In any case, this working-class white woman who once loved Hillary but now fawns over Donald said,
I like how he wants to take back our country. That’s the main thing; it’s our country. And the respect. We’re getting screwed over.
“Our country,” of course, means a lot of things to a lot of people, but I’ll leave you to imagine what it means to a white gal from Dubuque who thinks Trump is a down-to-earth purveyor of common sense. As she excitedly watched 69-year-old Donald Trump’s plane land and then taxi toward her, our Iowan lady said the following, which helps me to understand, at least partly, why democracy is so frustrating at times:
He seems like such a young man. He seems my age. He’s got a full head of hair.
Down to earth. Head full of hair and common sense. How do you even begin to reach out to someone that far into the wilderness?
I’ll end with another example of someone in the political wilderness, one that requires little commentary. New York magazine recently did a piece featuring “Conversations with 100 Republicans in Iowa and New Hampshire.” You can go through it yourself and pick your favorite conversation. They talked to insurance brokers, IT people, doctors, students, business people, politicians, and even a taxidermist. But they also talked to an unemployed guy named Earle Kolb, who is from Salem, New Hampshire, and who is a Ted Cruz supporter. I will share with you Earle’s entire response, mainly because it illustrates so vividly just how scary democracy can be at times:
Ted Cruz is the most conservative guy in the bunch and he’s frankly the smartest guy in the bunch. I was leaning toward Rand Paul until Rand started to give me the impression that he was a little soft. Largely, the reason why I’m a conservative is because I’ve been on public assistance my whole life, and I have always felt ashamed of it. I have two major health conditions — cerebral palsy and an injury to my left hemidiaphragm. The whole idea of welfare and entitlements is to create a permanent underclass. They’ll give you plenty of handouts, but they won’t give you any hand-ups.
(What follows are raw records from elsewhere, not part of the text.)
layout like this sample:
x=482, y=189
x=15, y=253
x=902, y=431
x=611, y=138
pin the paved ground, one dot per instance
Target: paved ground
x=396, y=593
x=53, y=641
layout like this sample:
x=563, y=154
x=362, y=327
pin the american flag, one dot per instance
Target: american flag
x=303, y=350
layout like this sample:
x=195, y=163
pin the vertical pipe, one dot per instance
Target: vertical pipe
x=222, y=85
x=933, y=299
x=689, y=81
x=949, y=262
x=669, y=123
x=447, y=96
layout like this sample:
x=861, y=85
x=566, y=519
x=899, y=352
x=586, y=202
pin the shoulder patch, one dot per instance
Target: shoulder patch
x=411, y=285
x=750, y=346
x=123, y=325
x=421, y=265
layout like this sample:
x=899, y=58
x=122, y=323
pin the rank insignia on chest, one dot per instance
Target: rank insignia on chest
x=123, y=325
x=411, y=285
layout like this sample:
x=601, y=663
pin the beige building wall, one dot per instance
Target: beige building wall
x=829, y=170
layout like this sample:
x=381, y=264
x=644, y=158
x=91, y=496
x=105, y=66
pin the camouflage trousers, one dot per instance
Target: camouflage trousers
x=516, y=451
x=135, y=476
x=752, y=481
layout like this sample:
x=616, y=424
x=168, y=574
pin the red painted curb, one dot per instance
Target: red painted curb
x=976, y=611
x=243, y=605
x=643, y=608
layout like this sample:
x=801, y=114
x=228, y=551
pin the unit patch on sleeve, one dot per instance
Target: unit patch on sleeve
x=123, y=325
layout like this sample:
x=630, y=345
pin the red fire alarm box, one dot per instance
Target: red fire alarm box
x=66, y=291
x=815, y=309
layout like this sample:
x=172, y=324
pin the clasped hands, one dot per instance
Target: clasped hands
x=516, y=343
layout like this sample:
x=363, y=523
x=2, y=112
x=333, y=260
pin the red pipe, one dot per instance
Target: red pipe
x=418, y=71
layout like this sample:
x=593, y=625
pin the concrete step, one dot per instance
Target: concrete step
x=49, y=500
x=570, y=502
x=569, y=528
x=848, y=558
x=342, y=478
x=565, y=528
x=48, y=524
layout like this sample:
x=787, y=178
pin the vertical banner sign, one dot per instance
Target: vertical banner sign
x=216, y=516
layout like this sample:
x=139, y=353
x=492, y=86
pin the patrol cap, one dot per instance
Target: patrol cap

If anyone out there can explain Earle Kolb to me, I would greatly appreciate it. Because as much as I love and trust democracy; as much as I believe that self-government is the only legitimate political system; as much as I want to believe that people generally use their noggins for something other than hat-holders, I have to confess that, in terms of our experiment with democracy, Earle Kolb—the kind of person the Democratic Party has been trying to rescue from Tea Party conservatism—scares me.